Davanti al rischio di un conflitto interno, si rinforzano i ruoli di genere prestabiliti, che per le donne corrispondono al mediare, pacificare, comprendere e, dunque, al prendersi cura del gruppo e della sua coesione. Così, paradossalmente, anche le “compagne” finiscono per mettere al primo posto la difesa del gruppo identitario insieme alla ricerca di un consenso mediocre, nell’illusione che l’aggressione alla dissidente non sia un problema di tutte. La retorica dello spazio liberato è funzionale a questa strategia e finisce per mistificare la realtà, come se la lotta contro il sistema fosse più importante della lotta contro tutto ciò che di questo abbiamo interiorizzato. Nessun@ di noi può dirsi liber@ fino in fondo, perché tutt@ viviamo in un sistema di cui assorbiamo le norme fin dalla nascita. Nessuno spazio okkupato, o liberato che dir si voglia, è immune dal riprodurre le stesse dinamiche che regolano i rapporti sociali strutturati sul binarismo di genere, con conseguenti derive sessiste. Chiunque attraversi la realtà dei centri sociali, senza lasciarsi fagocitare e rinchiudere dai loro recinti, noterà facilmente come i ruoli di genere, nella maggior parte dei casi, vengono riprodotti fedelmente, rinforzati e dunque naturalizzati. Mentre infatti gli uomini organizzano l’agenda politica, stabiliscono la programmazione del centro sociale, arringano le “masse” durante le iniziative pubbliche, le donne cucinano, passano la serata a servire al bar e poi puliscono tutto. Con questa divisione di compiti, i ruoli di genere non solo non vengono messi in discussione, ma sono rinforzati e naturalizzati, perché viene assunto come dato naturale il fatto che un’assemblea sia diretta al maschile, mentre le donne preparano i pasti per tutt@, servono al bar e provvedono a mantenere tutto in ordine, assumendosi la cura del centro sociale e di chi lo attraversa.

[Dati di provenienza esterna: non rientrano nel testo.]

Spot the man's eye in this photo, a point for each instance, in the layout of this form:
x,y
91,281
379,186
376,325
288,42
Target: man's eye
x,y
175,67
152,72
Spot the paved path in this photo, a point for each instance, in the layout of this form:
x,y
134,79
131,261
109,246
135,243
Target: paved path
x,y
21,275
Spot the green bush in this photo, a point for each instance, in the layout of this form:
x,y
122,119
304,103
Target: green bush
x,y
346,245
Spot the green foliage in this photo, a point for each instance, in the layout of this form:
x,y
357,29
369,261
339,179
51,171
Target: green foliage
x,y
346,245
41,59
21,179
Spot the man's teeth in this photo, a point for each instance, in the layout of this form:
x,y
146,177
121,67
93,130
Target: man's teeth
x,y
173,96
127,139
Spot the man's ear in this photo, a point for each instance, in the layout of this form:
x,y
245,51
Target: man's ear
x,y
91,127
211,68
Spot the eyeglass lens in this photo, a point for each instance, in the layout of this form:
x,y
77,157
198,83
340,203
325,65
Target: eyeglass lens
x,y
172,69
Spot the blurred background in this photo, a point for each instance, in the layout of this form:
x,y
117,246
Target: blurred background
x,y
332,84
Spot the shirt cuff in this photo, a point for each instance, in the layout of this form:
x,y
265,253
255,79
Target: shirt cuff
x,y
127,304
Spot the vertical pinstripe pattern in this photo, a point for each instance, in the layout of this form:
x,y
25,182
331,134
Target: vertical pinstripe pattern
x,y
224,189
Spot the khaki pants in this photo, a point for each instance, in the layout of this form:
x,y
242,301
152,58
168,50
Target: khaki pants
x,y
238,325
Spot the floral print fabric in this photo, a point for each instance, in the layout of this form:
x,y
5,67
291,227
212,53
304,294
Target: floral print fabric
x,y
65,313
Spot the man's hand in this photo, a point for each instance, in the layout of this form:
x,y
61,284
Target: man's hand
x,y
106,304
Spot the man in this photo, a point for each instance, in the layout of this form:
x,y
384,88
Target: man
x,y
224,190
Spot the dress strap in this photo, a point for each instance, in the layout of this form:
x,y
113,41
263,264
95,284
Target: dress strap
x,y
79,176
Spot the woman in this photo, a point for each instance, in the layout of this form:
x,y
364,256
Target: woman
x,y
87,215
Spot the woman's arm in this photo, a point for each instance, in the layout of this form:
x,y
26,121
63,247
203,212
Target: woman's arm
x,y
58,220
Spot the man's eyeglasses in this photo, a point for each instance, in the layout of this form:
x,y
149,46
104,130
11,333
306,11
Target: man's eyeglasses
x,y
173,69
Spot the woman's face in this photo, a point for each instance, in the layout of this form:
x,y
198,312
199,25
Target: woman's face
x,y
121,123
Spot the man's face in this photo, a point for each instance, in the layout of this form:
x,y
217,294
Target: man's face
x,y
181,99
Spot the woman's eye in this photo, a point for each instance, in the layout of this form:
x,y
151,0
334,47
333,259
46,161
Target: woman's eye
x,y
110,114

In tale contesto normato, chi fa eccezione va ricondott@ in qualche modo ad un modello per così dire familiare e a sua volta stereotipato. Così, al mito dell’eroe fa da contraltare quello dell’eroina, colei che non si piega e non si assoggetta, una donna liberata che in qualche misura deve corrispondere al macho bianco moderno: indipendente, forte, attiva, sicura e anche lei esente dalle contraddizioni. E’ questa un’altra mistificazione della realtà, oltre che un prodotto del patriarcato, perché essere una militante femminista non implica né l’essere immune da contraddizioni, né il poter fare a meno delle altre (e degli altri). Nessuna di noi è completamente autonoma perché tutt@ cresciamo in un sistema etero-patriarcale che si fonda su legami di dipendenza, né qualsiasi problema è risolvibile individualmente. Rompere l’immagine di donna forte e dura, vivere con le proprie molteplici sfaccettature, performare la propria vita in maniera diversa sulla base delle circostanze, manifestare il malessere e chiedere aiuto, sono pratiche sovversive che disarticolano l’etero-patriarcato. Le barriere da abbattere sono numerose e resistenti ed il lavoro si fa più arduo quando si continua con incertezza e titubanza a cercare delle possibili soluzioni, affibbiando alla singola la responsabilità ultima di una ferma risposta ad episodi di autoritarismo e sessismo, se non di violenza vera e propria, fisica e/o psicologica.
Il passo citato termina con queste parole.